Skip to content

v3.3.0 — borrowing zero-allocation server dispatch

Latest

Choose a tag to compare

@stephenberry stephenberry released this 31 May 02:36

A performance release that drives the server hot path toward fewer per-request allocations: a borrowing, zero-allocation read path for with_json/with_typed routes (per-request allocations 5 → 3), a clone-free per-response query echo, and allocation-free registry JSON-pointer resolution — all measured and regression-guarded. Wire output is byte-identical to 3.2.0.

📦 repe v3.3.0 on crates.io · cargo add repe@3.3.0

Added

  • Borrowing, zero-allocation read path for server dispatch. read_message_into(reader, &mut Vec<u8>) and read_message_into_async read a full frame into a reusable per-connection buffer; pair with MessageView::from_slice/from_slice_exact (the latter rejects trailing bytes, for one-message-per-frame transports) to dispatch via the new HandlerErased::handle_view(&MessageView, &CallContext) without the per-request query and body Vec allocations an owned Message requires. handle_view's default materializes an owned Message (MessageView::to_message) and delegates to handle_with_ctx, so every existing handler works unchanged; the built-in JSON and typed handlers (with_json / with_typed) override it to decode straight from the borrowed body.
  • A measurement harness for the server hot path: tests/allocations.rs pins the per-request allocation count of read → dispatch → echo → write with a thread-local counting #[global_allocator] and assert_eq budgets (so a regression up or a deliberate reduction down is caught), and benches/server_lifecycle.rs measures the same cycle end-to-end.

Changed

  • The TCP, async, and WebSocket-inline servers now dispatch off the borrowing read path.
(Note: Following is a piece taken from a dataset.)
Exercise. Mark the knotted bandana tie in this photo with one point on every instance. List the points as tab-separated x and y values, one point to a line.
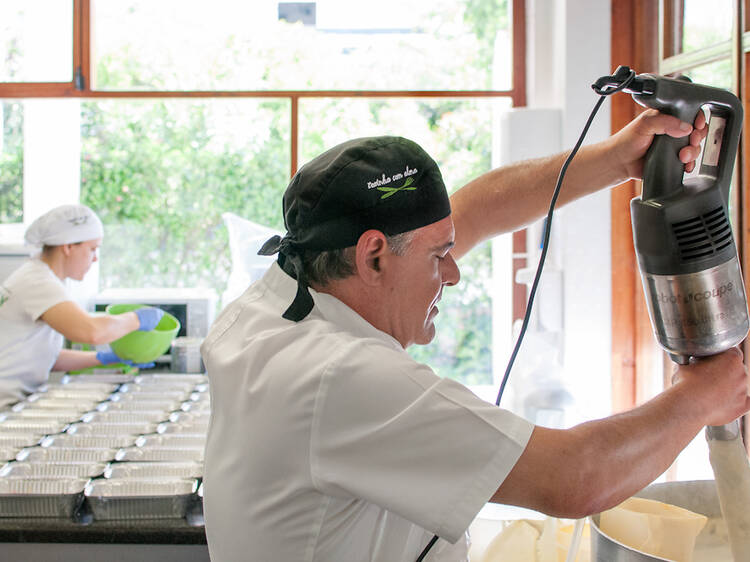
302	303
The TCP and async servers keep one reusable read buffer per connection and frame the response echoing the query straight out of it, so steady-state request framing for with_json/with_typed routes allocates nothing (per-request allocations 5 → 3; server_lifecycle json_echo ~341→316 ns, typed_sum ~176→137 ns). The WebSocket inline path borrows the request from the tungstenite payload, eliminating the request body copy (5 → 4; the response query is still copied because the outbound channel carries owned messages framed later by the writer task); the WebSocket off-reader path keeps the owned decode (its spawned task outlives the read buffer).
  • Per-response query echo is now a buffer move (owned/WebSocket path) or a borrow (TCP/async), not a clone. Built-in handler responses leave the query empty and the dispatch layer supplies it; a handler that sets its own response query is left untouched. Registry JSON-pointer resolution borrows escape-free tokens (Cow) and builds error-path strings lazily, taking a depth-N pointer walk from ~2N String allocations to zero (registry_value read −33%, write −22%). Owned JSON/typed decoders parse a Utf8-framed body with strict from_slice (matching the borrowing path; drops a per-request String).

Notes

  • The 5→3 / "framing allocates nothing" win applies to with_json/with_typed routes, which override handle_view. Context-aware, struct, registry, and middleware-wrapped routes use the owning handle_view default (a correct owned copy) and keep the owned allocation count until overridden; middleware-wrapped routes are structurally bound to the owned path because the Middleware trait takes &Message.
  • Behavior change to a public trait method, documented on HandlerErased: built-in handlers' handle / handle_with_ctx now return a response whose query is empty — the dispatch layer fills it. Code that calls a handler directly (e.g. via Router::get) and needs a complete, query-echoing response should build it with create_response, which echoes the query itself. The owned/WebSocket error path and success frames are byte-identical to before. (One edge improvement: a Utf8-framed body containing invalid UTF-8 is now rejected strictly rather than lossily substituted.)